Wie haben sich deine Erwartungen an Berlin von der Realität unterschieden?

Berlins Gemeinschaft ist viel kleiner, als ich erwartet hatte. Es gibt viel mehr bestehende Beziehungen. Das komplizierte daran, so viele verschiedene Kulturen die in einem Umfeld leben, zu navigieren, ist, dass man vielleicht nicht erkennt, dass Gewohnheiten der Interaktion, die einst komfortabel und überlegt waren, jetzt krass sein oder Konflikte verursachen könnten. 

Auch die Wohnsituation in Berlin ist viel schwieriger als ich es mir vorgestellt hatte. Ich hatte Glück, als ich nach Berlin gezogen bin, aber seit dem ist es schwieriger geworden, eine Wohnung zu finden. Auf Deutsch verstanden zu werden, hat sich auch als schwieriger erwiesen, als ich es in anderen Ländern wie Indien, Frankreich und Mexiko erlebt habe! Aber ich habe nicht erwartet, dass der Umzug nach Berlin ein einfacher ist. Der Umzug in einen anderen Kontinent und über einen Ozean hinweg wird einige, zu den Erwartungen konträre Erfahrungen mit sich bringen.

Ich habe die 13 Jahre, die ich im Sonnenschein Südkaliforniens verbrachte, ernsthaft unterschätzt. Aufgewachsen in Kansas und Minnesota erwartete ich, dass ich mit dem Winter kein Problem haben würde, aber ich habe die psychologischen Effekte aufrichtig unterschätzt. Es war mein erster Winter, seit ich 17 war und es war ein rauer Winter.

Was ist deine Lieblingserinnerung an Los Angeles und / oder Berlin?

Es ist schwierig, 13 Jahre in ein einziges Erlebnis zu destillieren! Los Angeles ist in vielerlei Hinsicht ein Lynch-Film. Es ist so ein filmischer Ort, dass es Surrealismus für das Alltäglichste bietet. Meine Lieblings-Erinnerung an Los Angeles sind banale Dinge: die Tasse Kaffee, die immer schmeckt, zur Morgen- und Abenddämmerung unter einem brilliant rosanen Himmel aus der Tür zu treten oder guten Freunden bei Taco Zone über den Weg zu laufen, während man eine suadero mulita isst. In Berlin kann ich spezifisch sein. Als ich letztes Silvester eine Party verließ, waren wir die einzigen Leute auf der Straße in einer völlig unzerstörten Schicht weißen Puderschnees.

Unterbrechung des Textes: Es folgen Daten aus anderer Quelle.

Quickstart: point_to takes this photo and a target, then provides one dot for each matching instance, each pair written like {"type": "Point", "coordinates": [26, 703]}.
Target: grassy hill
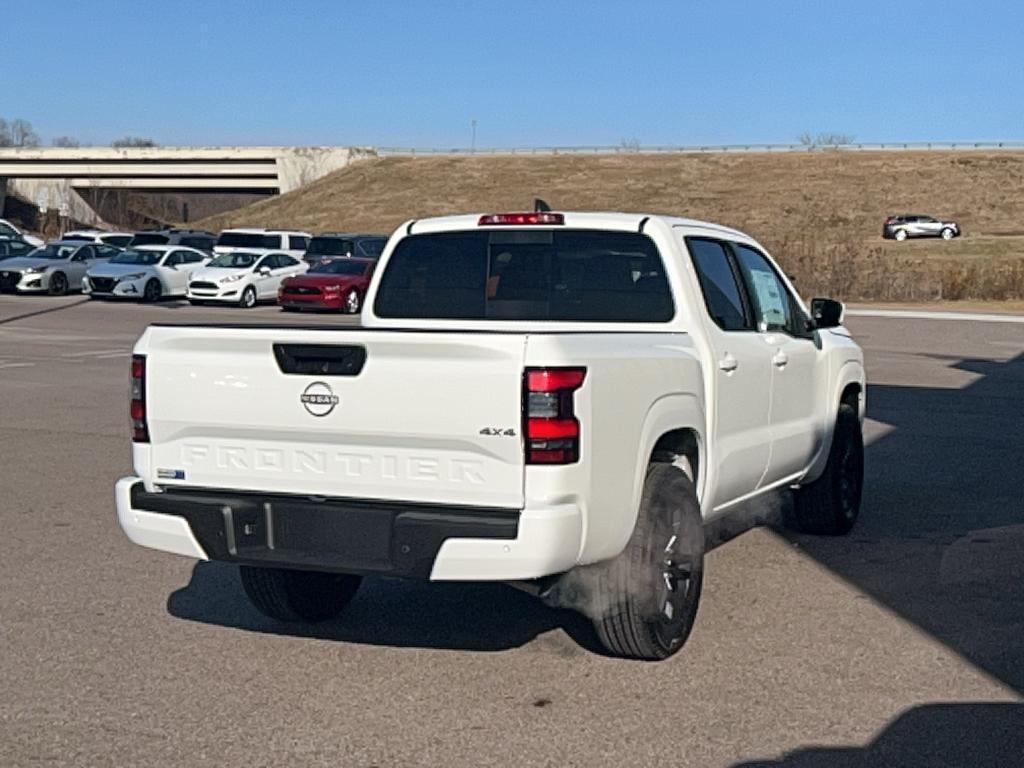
{"type": "Point", "coordinates": [819, 213]}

Wir gingen schweigend, während der Schnee langsam vom Himmel rieselte. 

In 3 Worten: Was bedeutet Berlin / LA für dich?

Berlin: Ghost modern, Kontra, Gramercy

Los Angeles: Filmisch, Surreal, Solipsismus 

Beide Städte sind bekannt für ihre Akzeptanz und Förderung aller Formen des kreativen Ausdrucks. Warum ist das deiner Meinung nach so?

Diese Städte waren schon immer Heiligtümer. Eine Geschichte des politischen Experimentierens und der Einwanderung. Bei beiden Städten war Kommunismus ein Teil der Stadtpolitik. Auch haben beide Erfahrungen mit homosexueller Politik. Der erste schwule Aktivismusaufstand in den USA fand in Los Angeles an der Blac Cat Taverne, zuvor Stonewall, statt. Aus irgendeinem Grund hat Los Angeles Überlebende von Völkermorden angezogen und hat die größten Populationen von Armeniern und Kambodschaner außerhalb ihrer jeweiligen Länder. Los Angeles hat auch die größten Populationen von Koreanern außerhalb von Korea. Ich denke, das hat definitiv zu Los Angeles 'fruchtbaren kreativen Umgebungen' beigetragen. Das gleiche gilt für Berlin. Nach den Konflikten des frühen 20. Jahrhunderts gab es eine gezielte Bemühung, Ausländer in Berlin zu begrüßen. Berlin ist mit Abstand die einladendste Stadt für Ausländer in ganz Europa.

Was inspiriert dich am meisten an Berlin und Los Angeles?

Die Diaspora, der Beton, das Nachtleben und die Menschen, wenn diese Dinge ihr Feuer verbinden.

Jos McKain ist ein interdisziplinärer Künstler, der mit dem Körper und der Wahrnehmung arbeitet. 2016 zog er nach Berlin. Es war sein erster Winter ohne Sonnenschein in 13 Jahren. Er hat Auftritte bei ACUD, Hyper-Reality-Festival in Wien und im September beginnt sein erster Spielfilm in Paris.